With the death of Victorio (whose only son, Washington, was shot in the fall of 1879, leaving no one to succeed him) the cause was lost.

His wife, we are told, after Victorio's death, cut off her hair, in the old Greek fashion, and buried it,—an offering to the spirit of this fallen chief, to whom (devil though he was) she was devoted.

It is told of Rafael, one of Victorio's band, that when maddened by tiswin (an intoxicant made by the Indian from corn), he fatally stabbed his wife, and, after her death, overcome with penitence, sacrificed all his beads and most of his clothes to the "dear departed," cut his and his children's hair short, and sheared the manes and tails of his horses. These manifestations of anguish over, he went up into a high hill, and howled with uplifted hands.

Women are regarded by the Apaches as an incumbrance. They are of so little account that they are not even given a name. Mothers mourn at their birth.

The Indians occupying a reservation of seven hundred square miles in southern New Mexico, and numbering, at the present writing, about four hundred and fifty souls, are typical Apaches, and closely related by blood to the other Apaches of Arizona and New Mexico. They exhibit the usual race characteristics,—of ignorance, stubbornness, superstition, cruelty, laziness, and treachery.

In December, 1894, Lieutenant Stottler first assumed the charge of these Indians. In spite of the fact that for many years a generous government had supplied them annually with rations, clothing, working implements, etc., they were then living in tepees, or brush shelters, on the side hills; clad in breech-clout and blanket, wearing paint, and long hair, and thanklessly receiving their rations of beef, flour, coffee, sugar, salt, soap, and baking-powder. A few of them condescended to raise corn and oats; but acres of tillable land on the reservation were still unused.

"They were," says Lieutenant Stottler, in an able and interesting report, "not only contented with this order of things, but desirous and determined to prolong it indefinitely."

Fifty per cent of their children were in school, but the parents were wholly opposed to their education. Among them were twenty strong, broad-shouldered Indian adults, educated at the expense of thousands of dollars, yet still running about the reservation in breech-clout and blanket, wilder than any uneducated Indian on it.

The girls were held from school, and at ten and twelve years of age were traded for ponies, into a bondage worse than any known slavery.

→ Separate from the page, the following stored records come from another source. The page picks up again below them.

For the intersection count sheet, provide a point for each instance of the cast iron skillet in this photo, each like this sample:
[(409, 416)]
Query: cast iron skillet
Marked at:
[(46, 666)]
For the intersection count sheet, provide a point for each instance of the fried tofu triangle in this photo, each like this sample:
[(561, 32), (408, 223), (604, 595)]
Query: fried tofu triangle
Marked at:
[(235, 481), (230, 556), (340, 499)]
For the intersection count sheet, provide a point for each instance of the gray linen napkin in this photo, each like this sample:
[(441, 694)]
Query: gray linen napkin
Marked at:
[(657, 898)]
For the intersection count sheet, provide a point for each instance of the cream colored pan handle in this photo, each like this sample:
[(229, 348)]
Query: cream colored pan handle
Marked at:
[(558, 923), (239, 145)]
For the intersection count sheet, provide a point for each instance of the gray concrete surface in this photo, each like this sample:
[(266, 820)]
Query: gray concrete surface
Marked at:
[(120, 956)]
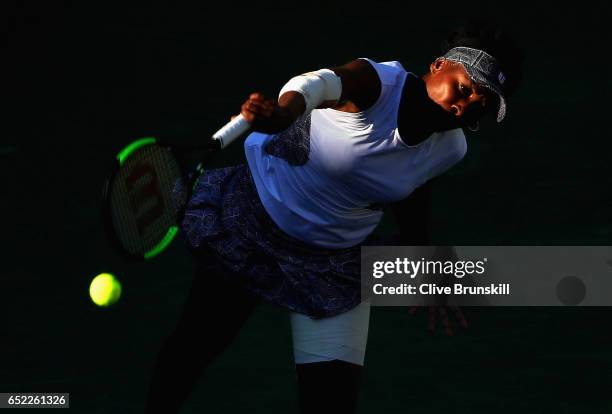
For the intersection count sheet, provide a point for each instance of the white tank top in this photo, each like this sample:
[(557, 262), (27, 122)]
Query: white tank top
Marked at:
[(322, 179)]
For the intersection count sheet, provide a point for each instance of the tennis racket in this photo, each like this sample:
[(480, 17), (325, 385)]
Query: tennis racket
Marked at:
[(145, 196)]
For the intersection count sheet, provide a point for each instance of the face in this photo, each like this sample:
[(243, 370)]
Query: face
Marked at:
[(449, 85)]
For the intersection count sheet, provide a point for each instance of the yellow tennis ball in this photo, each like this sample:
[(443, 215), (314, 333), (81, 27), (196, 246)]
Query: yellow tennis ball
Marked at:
[(105, 289)]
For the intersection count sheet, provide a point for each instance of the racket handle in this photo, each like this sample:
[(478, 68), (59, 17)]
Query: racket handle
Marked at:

Fourteen Indian policemen are allowed the agent. Their especial duty is to see that the herd of beef cattle for their own eating is properly cared for. The police, each had a cabin to live in; but each, in scorn of this civilized innovation, had carefully planted alongside of his cabin a tepee to sleep in. To get these policemen into civilized clothing, under threat of duress, and to order all tepees away from their cabins, was the agent's first move. Next, it was decided that all children five years old and upwards must be placed in school at the beginning of the school year, whether the parents were willing or not. Every Indian man was ordered to select a piece of land, and put in his posts. To break up the influence of chiefs or bands, who, claiming the whole country, deterred the people from work, by threats, appears to have been up-hill work; "but now," says the agent (in 1897), "there are no chiefs, and 'work or starve' is the policy." Formerly, government supplies of clothing, wagons, harness, and utensils, as soon as issued, had been packed on burros and sold for a mere song to settlers about the reservation. This abuse was promptly stopped, as also was the making of tiswin.